Councillors discussed the issue during a Jan. 17 meeting, and the township will create signage at the falls site, which includes a confluence of publicly and privately owned property, making it more clear to falls visitors where they may and may not go.
There is a history of trespassing on the resort property by visitors to the falls, which has been a popular tourist stop for generations.
While the highway-side park and a road passing over an aging bridge at the site are owned by the Ministry of Transportation, the road continues onto the resort property, where it becomes private. The federal government also owns property at the site between Halls and Boshkung lakes, as the Trent Severn Waterway (part of Parks Canada), owns and operates the dam there.
A parking lot at the MTO park, which is open May through October, is for visitors to the falls.
“This is the only location where parking is available for visitors,” parks, rec and trails manager Chris Card told councillors, explaining that visitors will park on the resort property, then traverse the resort property on foot to get down to water. Trespassing also occurs on the resort’s waterfront area, with visitors to the falls having gatherings, picnics, etc. on private property.

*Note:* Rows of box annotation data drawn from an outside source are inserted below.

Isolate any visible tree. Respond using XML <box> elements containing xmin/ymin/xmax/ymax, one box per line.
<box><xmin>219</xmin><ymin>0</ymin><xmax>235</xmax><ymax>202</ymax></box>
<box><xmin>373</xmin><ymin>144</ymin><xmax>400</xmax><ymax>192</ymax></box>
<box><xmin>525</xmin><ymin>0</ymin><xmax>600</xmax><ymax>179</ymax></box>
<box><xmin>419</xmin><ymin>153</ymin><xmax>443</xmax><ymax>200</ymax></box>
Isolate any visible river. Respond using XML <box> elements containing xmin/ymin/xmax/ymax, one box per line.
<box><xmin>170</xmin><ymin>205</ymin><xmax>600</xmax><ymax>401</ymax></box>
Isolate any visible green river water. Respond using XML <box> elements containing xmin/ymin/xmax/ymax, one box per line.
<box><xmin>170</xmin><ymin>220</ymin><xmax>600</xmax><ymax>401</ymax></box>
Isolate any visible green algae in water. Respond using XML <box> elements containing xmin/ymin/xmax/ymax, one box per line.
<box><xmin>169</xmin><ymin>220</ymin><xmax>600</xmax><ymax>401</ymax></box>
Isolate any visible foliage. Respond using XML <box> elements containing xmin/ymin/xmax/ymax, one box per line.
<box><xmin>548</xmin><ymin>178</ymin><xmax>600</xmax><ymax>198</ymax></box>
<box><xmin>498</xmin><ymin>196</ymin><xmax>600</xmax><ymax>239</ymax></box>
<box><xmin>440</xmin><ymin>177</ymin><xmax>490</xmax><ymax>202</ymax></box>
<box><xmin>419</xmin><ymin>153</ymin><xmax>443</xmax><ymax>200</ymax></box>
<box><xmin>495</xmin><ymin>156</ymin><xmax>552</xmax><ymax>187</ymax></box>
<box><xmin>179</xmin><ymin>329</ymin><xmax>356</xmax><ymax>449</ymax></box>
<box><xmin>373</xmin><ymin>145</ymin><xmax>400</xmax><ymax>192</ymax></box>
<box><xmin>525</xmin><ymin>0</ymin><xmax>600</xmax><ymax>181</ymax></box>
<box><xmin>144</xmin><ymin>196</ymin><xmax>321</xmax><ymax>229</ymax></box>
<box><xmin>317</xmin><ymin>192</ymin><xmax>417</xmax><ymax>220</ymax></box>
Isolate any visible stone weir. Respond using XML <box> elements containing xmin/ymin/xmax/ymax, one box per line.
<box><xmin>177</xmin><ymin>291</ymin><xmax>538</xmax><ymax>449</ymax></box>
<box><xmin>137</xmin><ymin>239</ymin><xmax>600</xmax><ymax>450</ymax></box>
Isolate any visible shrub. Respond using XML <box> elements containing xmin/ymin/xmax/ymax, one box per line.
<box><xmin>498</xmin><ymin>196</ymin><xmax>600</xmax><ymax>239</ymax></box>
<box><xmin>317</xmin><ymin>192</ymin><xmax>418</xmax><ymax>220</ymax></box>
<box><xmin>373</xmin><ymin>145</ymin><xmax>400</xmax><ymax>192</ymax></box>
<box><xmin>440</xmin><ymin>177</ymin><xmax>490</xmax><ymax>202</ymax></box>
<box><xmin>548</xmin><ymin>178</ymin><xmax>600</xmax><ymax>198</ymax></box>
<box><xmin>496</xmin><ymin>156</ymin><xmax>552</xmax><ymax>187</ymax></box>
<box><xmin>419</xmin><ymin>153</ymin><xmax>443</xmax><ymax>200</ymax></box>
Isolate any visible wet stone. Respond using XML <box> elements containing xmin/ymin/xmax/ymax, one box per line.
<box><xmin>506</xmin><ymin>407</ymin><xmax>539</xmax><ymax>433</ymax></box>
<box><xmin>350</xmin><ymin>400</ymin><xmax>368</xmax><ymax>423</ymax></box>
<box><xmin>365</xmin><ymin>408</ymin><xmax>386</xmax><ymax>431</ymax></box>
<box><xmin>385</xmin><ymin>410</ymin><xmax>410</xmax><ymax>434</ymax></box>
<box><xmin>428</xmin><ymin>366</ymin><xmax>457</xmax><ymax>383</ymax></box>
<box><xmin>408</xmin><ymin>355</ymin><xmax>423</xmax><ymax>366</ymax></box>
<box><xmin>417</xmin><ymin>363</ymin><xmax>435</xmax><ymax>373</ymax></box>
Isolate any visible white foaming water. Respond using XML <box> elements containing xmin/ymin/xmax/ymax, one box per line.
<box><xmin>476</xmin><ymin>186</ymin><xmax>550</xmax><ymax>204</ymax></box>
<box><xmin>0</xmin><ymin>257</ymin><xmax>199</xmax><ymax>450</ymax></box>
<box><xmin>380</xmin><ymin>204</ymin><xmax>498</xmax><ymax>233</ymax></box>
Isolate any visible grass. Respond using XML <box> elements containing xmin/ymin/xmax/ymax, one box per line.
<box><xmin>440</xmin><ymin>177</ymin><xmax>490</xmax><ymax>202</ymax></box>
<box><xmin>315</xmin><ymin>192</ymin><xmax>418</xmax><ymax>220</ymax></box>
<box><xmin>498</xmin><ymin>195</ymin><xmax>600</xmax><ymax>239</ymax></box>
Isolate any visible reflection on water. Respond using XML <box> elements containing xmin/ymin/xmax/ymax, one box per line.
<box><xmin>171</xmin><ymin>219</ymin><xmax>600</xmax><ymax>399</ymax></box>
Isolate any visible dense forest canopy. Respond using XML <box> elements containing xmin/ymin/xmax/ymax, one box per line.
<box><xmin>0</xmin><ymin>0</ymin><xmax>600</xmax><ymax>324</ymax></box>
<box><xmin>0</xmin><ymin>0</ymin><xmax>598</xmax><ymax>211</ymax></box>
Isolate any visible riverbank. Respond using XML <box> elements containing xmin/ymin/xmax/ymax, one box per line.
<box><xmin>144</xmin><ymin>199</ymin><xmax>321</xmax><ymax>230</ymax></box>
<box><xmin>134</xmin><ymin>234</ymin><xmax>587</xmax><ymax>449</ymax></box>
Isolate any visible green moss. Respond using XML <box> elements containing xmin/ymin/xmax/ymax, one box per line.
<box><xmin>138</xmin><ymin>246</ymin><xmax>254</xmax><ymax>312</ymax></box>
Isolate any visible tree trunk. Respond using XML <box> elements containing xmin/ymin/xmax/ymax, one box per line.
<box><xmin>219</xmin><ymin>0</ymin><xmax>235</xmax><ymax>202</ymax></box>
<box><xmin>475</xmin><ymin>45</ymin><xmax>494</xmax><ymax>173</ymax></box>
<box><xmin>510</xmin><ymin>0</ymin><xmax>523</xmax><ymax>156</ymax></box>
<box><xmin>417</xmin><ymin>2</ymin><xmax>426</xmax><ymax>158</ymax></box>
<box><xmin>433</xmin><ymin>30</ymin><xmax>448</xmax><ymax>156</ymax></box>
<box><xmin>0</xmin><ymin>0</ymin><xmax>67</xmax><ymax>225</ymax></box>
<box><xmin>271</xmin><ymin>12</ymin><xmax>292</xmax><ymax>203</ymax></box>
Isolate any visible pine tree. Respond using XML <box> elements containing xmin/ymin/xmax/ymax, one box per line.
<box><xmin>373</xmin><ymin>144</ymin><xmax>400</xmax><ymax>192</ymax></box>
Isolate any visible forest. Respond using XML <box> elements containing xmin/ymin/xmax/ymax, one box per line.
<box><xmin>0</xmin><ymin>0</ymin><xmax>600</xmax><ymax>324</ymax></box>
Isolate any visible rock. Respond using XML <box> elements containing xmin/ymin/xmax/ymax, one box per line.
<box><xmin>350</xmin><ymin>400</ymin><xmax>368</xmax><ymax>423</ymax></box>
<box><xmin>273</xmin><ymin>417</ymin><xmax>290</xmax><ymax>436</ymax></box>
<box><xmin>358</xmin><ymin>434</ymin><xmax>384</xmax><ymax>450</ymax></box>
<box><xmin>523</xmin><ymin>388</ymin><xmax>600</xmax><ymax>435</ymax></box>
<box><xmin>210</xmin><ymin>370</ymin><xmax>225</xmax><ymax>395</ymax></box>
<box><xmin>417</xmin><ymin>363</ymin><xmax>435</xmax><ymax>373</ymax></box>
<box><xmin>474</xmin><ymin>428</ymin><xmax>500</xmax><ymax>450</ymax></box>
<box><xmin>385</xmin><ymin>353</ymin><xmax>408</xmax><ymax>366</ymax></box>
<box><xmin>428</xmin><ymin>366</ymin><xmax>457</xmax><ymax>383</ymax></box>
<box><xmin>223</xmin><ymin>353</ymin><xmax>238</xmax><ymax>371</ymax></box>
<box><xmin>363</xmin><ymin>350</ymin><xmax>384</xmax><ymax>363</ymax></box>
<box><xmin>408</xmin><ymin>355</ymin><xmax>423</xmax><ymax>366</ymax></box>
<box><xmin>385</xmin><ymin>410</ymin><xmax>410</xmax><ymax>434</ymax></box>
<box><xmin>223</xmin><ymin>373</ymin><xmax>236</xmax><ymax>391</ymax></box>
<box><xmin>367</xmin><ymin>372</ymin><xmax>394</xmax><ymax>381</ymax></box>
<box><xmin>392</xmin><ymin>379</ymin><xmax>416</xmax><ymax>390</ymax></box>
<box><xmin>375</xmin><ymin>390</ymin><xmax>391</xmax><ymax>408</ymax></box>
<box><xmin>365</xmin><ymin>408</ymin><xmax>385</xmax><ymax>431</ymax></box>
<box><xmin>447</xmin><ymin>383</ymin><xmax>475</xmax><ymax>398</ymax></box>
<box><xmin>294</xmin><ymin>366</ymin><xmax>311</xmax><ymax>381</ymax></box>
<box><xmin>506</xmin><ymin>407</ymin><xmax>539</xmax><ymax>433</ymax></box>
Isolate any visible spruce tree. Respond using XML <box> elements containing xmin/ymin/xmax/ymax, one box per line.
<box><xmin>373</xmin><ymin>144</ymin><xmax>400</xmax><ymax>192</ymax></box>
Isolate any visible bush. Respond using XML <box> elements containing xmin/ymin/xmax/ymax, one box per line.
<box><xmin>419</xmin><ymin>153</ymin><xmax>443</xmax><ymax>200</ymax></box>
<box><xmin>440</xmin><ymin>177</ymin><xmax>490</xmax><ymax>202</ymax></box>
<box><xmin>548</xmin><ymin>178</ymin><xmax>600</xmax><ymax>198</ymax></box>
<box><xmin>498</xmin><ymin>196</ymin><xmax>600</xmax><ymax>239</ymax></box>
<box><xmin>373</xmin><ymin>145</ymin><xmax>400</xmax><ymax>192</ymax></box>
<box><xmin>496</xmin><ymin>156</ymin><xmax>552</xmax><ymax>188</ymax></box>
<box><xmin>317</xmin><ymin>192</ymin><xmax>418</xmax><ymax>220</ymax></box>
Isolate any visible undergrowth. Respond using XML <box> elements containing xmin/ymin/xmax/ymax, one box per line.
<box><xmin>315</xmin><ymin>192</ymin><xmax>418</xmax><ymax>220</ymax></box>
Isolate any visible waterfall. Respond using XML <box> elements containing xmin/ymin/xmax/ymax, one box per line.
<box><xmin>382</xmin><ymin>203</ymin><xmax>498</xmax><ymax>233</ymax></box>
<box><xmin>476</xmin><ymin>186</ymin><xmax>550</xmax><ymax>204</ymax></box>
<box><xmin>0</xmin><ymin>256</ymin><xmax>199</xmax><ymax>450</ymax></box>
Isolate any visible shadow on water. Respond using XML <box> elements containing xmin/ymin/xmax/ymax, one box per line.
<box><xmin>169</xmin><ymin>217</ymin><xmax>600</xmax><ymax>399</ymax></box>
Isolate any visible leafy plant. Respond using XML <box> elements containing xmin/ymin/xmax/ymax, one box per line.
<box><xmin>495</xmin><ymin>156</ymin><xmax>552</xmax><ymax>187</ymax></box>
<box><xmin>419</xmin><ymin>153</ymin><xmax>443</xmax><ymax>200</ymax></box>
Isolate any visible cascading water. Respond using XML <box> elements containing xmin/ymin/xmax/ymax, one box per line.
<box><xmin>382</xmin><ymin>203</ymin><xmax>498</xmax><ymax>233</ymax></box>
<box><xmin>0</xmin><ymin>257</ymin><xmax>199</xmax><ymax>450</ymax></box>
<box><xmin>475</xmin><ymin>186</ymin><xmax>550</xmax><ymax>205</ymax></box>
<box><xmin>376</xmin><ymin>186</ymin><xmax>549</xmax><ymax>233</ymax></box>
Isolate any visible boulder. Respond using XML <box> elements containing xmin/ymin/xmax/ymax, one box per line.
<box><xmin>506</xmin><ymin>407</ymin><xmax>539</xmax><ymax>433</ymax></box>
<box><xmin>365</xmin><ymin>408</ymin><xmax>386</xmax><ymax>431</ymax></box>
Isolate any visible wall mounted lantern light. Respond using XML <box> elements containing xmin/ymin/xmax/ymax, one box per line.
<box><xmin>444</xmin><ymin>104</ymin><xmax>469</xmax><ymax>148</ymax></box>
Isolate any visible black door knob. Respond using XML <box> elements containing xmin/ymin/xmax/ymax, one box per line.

“If they’re asked to leave, there’s confrontations,” said Mayor Carol Moffatt.
“There are signs telling people what they can’t do,” Card said, indicating there is private property signage at the boundary of the resort property, but adding there is no signage telling people what they can do.
There is no signage, for example, directing visitors to use the MTO parking lot only, or directing them from the parking lot to the township property that abuts the falls.
There is a township-owned unopened road allowance that runs along the falls where visitors walk to observe it and walk down to Boshkung, although this strip of land has never been maintained as a trail or promoted as such by the township.
The falls’ popularity continues to grow.
“It’s becoming a popular fall colour destination as well,” Card told councillors, explaining that tour bus companies now drop busloads of people off at the site.
Card’s department will work on signage and trail upgrading to the tune of about $2,000, to be included in the 2019 budget.
The township will also contact the MTO, and Moffatt said the aging bridge owned by the MTO, would likely need to be addressed in the near future.
“That would be part of the equation, to ask MTO what they’re going to do with that bridge,” she said.